Si chiarisce con il passare delle ore la dinamica della violenta rissa scoppiata ieri a mezzogiorno in un bar del lungolago di Desenzano. I carabinieri hanno identificato tutte le persone che hanno avuto un ruolo nella zuffa e attendono di capire se e come verranno sporte delle querele. Sia da parte della bariste, due sorelle cinquentenni, e dei loro figli, tra cui un minorenne, sia da parte della famiglia di turisti campani. Tutti refertati in pronto soccorso.
Il giorno dopo infatti è stata una delle due sorelle a prendere il telefono e chiamare in redazione, raccontando quanto ha vissuto insieme ai familiari e fornendo una versione diversa da quella inizialmente ricostruita: «Ieri mattina ero al lavoro con mia sorella e i nostri figli, il mio di 17 anni e il suo di 21». Dato il grande afflusso di persone, attorno a mezzogiorno, il bagno si è intasato e il più grande dei due ragazzi, con gli arnesi del caso, si è messo al lavoro per sturarlo. «Mentre mio nipote era dentro il bagno per rimetterlo in funzione una famiglia si è seduta ai tavolini, ha preso due caffè e chiesto di andare in bagno. Quando ho spiegato che avrebbero dovuto aspettare un quarto d’ora che terminasse la riparazione hanno cominciato ad urlare, dicendo che la ragazza era incinta e che avrebbero chiamato i carabinieri se non le permettevo di usare il bagno. Ho provato a spiegare – precisa la barista – che non si poteva far entrare una donna incinta in un bagno in cui il water rimandava indietro l’acqua e che se avevano fretta gli avrei ridato i soldi dei caffè e potevano andare in un altro locale».
La tensione a quel punto si è alzata ancora, i due uomini, padre e figlio, si sono diretti verso il bagno. «In quel momento mio nipote è uscito dal bagno ed è stato aggredito e anche mio figlio che è intervenuto per aiutarlo». Secondo la barista e la sorella «sembrava di essere in un film, ci hanno tirato contro tazze e bicchieri, mia sorella cercava di portare via suo figlio e loro lo picchiavano con violenza, prendevano a calci mio figlio che era a terra, gli picchiavano sulla testa un posacenere di ferro». La barista racconta che a quel punto, terrorizzata, «ho chiamato i carabinieri ma non arrivavano, stavano massacrando i nostri ragazzi. Mi sono messa in mezzo e il padre mi ha spinto contro la vetrina e mi ha rotto una costola, mia figlia di 13 anni gli ha chiesto di smettere e quest’uomo le ha detto che l’avrebbe ammazzata». La barista racconta poi di essere «corsa nel presidio di polizia più vicino, la tenenza della Finanza di Desenzano che è a pochi metri dal nostro bar. Il militare che c’era mi ha detto che non poteva lasciare la caserma sguarnita e io gli spiegavo che stavano massacrando mio figlio e che nessuno interveniva»
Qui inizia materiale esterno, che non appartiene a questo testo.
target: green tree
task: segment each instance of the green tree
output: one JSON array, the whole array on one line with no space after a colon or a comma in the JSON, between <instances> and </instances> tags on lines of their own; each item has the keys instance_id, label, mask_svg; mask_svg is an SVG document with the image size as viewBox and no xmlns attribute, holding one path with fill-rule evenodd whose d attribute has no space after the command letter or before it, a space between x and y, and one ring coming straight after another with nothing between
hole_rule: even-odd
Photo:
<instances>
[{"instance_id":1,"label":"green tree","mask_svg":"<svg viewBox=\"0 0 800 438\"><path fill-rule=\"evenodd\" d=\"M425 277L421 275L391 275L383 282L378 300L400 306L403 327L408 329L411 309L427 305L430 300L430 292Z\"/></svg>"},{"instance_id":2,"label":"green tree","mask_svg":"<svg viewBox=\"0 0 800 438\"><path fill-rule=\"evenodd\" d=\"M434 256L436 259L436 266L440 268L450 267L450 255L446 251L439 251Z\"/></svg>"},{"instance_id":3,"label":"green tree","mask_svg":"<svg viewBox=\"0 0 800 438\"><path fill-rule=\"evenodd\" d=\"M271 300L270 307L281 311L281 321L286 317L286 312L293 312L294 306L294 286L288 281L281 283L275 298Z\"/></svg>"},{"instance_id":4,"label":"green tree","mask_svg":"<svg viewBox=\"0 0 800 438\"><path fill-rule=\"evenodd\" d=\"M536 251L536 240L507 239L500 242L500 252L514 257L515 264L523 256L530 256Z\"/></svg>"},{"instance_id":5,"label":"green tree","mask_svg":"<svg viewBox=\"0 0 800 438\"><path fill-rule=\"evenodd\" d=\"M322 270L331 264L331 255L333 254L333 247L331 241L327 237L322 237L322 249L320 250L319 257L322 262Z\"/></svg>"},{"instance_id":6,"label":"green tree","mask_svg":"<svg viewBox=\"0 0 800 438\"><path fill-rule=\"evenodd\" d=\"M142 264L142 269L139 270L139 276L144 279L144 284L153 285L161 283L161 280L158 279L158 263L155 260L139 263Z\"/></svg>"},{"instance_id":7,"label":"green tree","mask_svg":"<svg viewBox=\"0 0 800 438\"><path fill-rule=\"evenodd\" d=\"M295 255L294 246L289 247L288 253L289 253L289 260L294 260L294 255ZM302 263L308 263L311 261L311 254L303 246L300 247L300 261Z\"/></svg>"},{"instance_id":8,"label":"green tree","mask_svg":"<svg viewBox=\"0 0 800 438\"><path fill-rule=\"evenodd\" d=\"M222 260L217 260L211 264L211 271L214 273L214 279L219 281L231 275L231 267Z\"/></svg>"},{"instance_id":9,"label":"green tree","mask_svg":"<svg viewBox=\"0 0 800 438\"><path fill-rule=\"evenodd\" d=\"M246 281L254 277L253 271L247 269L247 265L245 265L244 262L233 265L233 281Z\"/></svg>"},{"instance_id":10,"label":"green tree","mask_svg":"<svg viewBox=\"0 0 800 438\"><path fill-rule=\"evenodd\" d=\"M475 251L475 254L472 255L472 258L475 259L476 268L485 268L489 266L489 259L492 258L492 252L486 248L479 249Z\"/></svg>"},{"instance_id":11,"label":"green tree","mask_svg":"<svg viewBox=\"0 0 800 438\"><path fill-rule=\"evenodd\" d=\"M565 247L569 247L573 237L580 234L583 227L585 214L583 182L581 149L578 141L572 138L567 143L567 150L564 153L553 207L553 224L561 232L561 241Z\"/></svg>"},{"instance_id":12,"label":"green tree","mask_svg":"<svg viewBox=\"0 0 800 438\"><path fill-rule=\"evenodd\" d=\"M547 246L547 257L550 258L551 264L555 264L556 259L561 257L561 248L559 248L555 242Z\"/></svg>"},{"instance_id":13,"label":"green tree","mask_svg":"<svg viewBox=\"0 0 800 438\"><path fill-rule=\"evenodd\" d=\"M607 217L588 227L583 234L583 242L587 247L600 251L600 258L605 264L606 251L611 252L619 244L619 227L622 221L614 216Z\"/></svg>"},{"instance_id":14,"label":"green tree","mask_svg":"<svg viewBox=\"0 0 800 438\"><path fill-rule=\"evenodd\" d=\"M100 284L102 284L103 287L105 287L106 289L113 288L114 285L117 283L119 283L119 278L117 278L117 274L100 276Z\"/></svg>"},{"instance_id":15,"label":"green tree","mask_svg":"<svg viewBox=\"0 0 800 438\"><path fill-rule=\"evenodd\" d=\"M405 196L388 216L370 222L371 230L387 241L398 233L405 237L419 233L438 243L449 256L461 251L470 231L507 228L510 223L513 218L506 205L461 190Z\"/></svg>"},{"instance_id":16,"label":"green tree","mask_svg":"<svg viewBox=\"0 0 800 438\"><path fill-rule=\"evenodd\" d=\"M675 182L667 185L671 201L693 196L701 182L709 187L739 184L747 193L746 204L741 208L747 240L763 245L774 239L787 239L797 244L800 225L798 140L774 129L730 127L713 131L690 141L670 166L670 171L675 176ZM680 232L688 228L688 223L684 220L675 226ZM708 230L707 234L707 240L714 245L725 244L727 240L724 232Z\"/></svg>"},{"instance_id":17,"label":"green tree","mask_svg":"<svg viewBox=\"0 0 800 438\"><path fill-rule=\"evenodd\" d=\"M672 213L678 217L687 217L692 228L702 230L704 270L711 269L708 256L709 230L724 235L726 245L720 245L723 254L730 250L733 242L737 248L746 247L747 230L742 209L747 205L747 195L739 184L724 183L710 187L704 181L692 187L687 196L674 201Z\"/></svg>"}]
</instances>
A quel punto il nipote della barista ha preso un pugno in faccia e «riportato la frattura del setto nasale. La famiglia a quel punto si è allontanata e mia sorella e suo figlio, pur feriti, li hanno inseguiti fino al parcheggio e convinti a tornare al bar dato che stavano arrivando i carabinieri. Io a quel punto ero con mio figlio sull’ambulanza e ho visto la donna che fino ad un attimo prima stava picchiando e scappando che si faceva medicare dagli infermieri».
C’è però un ulteriore aspetto che, per le sorelle che gestiscono il bar, lascia l’amaro in bocca e si aggiunge al dolore per la violenza subita. «A mezzogiorno di ferragosto sul lungolago di Desenzano c’erano tantissime persone. Tutti fermi fuori dal bar, tutti vedevano che ci stavano massacrando ma nessuno è intervenuto, io ho dovuto correre dalla finanza, io ho chiamato i carabinieri che hanno impiegato tantissimo tempo per arrivare».
Nelle ore successive tutte le persone coinvolte sono state medicate e refertate in ospedale e ora toccherà ai carabinieri, nel caso le bariste sporgano querela di parte contro la famiglia di turisti o nel caso in cui siano i turisti a denunciare le bariste e i loro figli, chiarire quando accaduto ed attribuire a ciascuno ruoli e responsabilità. La zuffa di Ferragosto insomma sembra destinata ad approdare in Tribunale.